On the 8th June we featured a fantastic live webinar from Scott Smiley (Vince & Associates Clinical Research, an Altasciences company), discussing the development of abuse deterrent formulations (ADFs) as a strategy to help combat the growing opioid epidemic in the USA and worldwide. We learnt more about the need for ADFs, strategies of opioid abuse and abuse prevention as well as the factors that must be taken into account for successful in vivo studies.
We’ve compiled the Q&A section below, including those questions we didn’t have time to answer in the live session, for you to take a look at. Do let us know your thoughts on this topic or any of the questions posed by commenting below this feature!
Where do we start when looking for the best way to manipulate our product?
The best way to start is to go back to the initial drug discovery; look at the chemical and physical make-up of what the product is and what the abuse deterrent mechanism is. A lot of the research should have already been done during development, and if preclinical studies have started a lot of data can also be taken from that. Once we identify whether it’s a physical or chemical method that we need to use then we can start using some general principles and basically it’s a trial and error of what will work and what won’t work for any given product.
Does this apply to generics?
When I initially gave this presentation at a conference back in November that was really a gray area for this. Fortunately, as of March this year the FDA have issued a draft guidance that covers generics with abuse deterrent formulations. A lot of the methodology and procedure are similar but they’ve focused a bit more on the in vitro side and then supplementing that with a lot of in vivo manipulations and testing.
How long should it take to develop the method?
Typically the method can be developed in 1–2 months. There’s a lot of basic testing and analysis that needs to occur; making sure that the method is reproducible, that the particle size will meet the evaluation criteria and that the clinical side can actually reproduce with the same particle size that we’re doing in the lab. Again, the sooner one can start, the more time it gives for you to iron out any bugs that may pop up during the formulation.
When is the best moment to start developing an abuse deterrent formulation across the clinical development plan for a new chemical entity?

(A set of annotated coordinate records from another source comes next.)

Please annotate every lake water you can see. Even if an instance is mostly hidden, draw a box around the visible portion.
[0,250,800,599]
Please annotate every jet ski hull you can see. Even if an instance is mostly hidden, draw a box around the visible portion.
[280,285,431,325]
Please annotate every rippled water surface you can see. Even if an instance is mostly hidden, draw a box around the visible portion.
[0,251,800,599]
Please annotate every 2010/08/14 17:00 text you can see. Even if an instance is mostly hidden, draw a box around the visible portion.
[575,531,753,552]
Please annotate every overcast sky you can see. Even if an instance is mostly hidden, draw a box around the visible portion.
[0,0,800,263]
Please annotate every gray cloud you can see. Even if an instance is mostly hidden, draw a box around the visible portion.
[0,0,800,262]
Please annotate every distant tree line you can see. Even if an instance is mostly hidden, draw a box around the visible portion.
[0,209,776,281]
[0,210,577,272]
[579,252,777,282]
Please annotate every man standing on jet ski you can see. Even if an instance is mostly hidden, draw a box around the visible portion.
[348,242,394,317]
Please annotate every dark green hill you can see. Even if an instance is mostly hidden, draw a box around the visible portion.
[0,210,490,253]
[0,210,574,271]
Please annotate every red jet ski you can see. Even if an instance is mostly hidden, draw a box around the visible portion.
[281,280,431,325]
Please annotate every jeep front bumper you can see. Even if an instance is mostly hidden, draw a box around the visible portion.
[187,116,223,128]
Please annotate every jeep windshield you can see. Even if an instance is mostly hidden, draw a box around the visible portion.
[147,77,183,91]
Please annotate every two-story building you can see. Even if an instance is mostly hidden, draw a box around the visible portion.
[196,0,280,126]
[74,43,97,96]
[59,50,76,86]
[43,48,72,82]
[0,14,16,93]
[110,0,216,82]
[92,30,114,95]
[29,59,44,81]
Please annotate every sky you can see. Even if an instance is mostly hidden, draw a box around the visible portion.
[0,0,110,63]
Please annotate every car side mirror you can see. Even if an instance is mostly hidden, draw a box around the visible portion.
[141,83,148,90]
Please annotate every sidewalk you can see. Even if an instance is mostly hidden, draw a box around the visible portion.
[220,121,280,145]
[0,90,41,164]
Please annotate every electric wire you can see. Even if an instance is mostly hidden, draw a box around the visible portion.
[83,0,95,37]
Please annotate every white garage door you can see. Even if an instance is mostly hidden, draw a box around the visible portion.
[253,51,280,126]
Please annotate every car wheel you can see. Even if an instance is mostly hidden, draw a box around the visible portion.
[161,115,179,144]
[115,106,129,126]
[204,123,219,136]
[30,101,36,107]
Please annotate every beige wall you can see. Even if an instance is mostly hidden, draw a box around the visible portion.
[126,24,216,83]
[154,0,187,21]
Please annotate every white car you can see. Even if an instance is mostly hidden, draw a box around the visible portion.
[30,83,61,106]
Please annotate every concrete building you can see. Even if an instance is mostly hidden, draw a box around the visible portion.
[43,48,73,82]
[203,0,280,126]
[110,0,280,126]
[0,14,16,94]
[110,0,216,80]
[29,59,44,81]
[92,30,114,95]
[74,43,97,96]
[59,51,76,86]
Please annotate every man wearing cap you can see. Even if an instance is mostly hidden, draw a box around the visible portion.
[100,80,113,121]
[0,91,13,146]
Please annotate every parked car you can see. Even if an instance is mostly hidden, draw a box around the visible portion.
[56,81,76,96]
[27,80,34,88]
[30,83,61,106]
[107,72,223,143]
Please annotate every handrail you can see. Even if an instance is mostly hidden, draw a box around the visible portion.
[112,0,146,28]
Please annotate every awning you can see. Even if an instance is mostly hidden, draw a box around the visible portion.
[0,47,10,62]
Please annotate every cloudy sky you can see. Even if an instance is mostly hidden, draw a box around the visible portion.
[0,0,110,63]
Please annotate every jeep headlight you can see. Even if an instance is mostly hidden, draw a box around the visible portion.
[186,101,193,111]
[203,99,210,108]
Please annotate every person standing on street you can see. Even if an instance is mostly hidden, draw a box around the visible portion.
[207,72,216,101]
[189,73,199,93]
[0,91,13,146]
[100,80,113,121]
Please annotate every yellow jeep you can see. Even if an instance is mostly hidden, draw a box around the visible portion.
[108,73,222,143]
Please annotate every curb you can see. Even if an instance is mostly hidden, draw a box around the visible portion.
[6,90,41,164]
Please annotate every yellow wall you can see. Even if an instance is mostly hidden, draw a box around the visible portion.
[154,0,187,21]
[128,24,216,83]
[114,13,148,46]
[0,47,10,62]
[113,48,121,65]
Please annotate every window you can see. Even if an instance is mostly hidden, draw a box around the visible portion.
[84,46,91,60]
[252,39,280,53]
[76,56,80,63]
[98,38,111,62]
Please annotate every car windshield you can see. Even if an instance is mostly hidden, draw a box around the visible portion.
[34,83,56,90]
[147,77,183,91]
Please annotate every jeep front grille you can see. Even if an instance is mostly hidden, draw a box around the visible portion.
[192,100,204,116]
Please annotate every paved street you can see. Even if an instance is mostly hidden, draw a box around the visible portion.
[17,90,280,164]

The current guidance from the FDA is specific to opioids, however, that does not mean at some later date that abuse deterrent formualtion criteria would be added to stimulants, benzodiazepines, etc. That being said, if you fall into the opioid class, it really depends on your resources.
Things that need to be addressed are any unique physical or chemical properties of the active pharmaceutical ingredient, route of delivery, immediate or extended/delayed release, etc; you can then evaluate which particular deterrent route you want to do. If you have unlimited resources, you can start at this point. If you are like most people, you at least want to show proof of concept before making the commitment to formulate your product.
Typically when conducting the likability studies how many subjects are you trying to enrol?
This is dependent on the statistical model you use (Williams square, Latin square, etc) and the confidence factor assigned. We typically see a 20% overenrolment in order to obtain the required number of completers. This may need to be adjusted up dependent on the number of periods and wash out time in between periods.
Have you found there is a most popular way to abuse transdermal patch formulations? Would any of the grinding/mill methods still apply?
The majority of fentanyl patch abuse is by the oral route, which takes very little manipulation. There are two patches in the pipeline that have abuse deterrence, but I’m not familiar with their mechanism. In theory, you could quick freeze the gel with liquid nitrogen, mill it to a small particle size, and extract the fentanyl, but I would think this would be extremely difficult to do.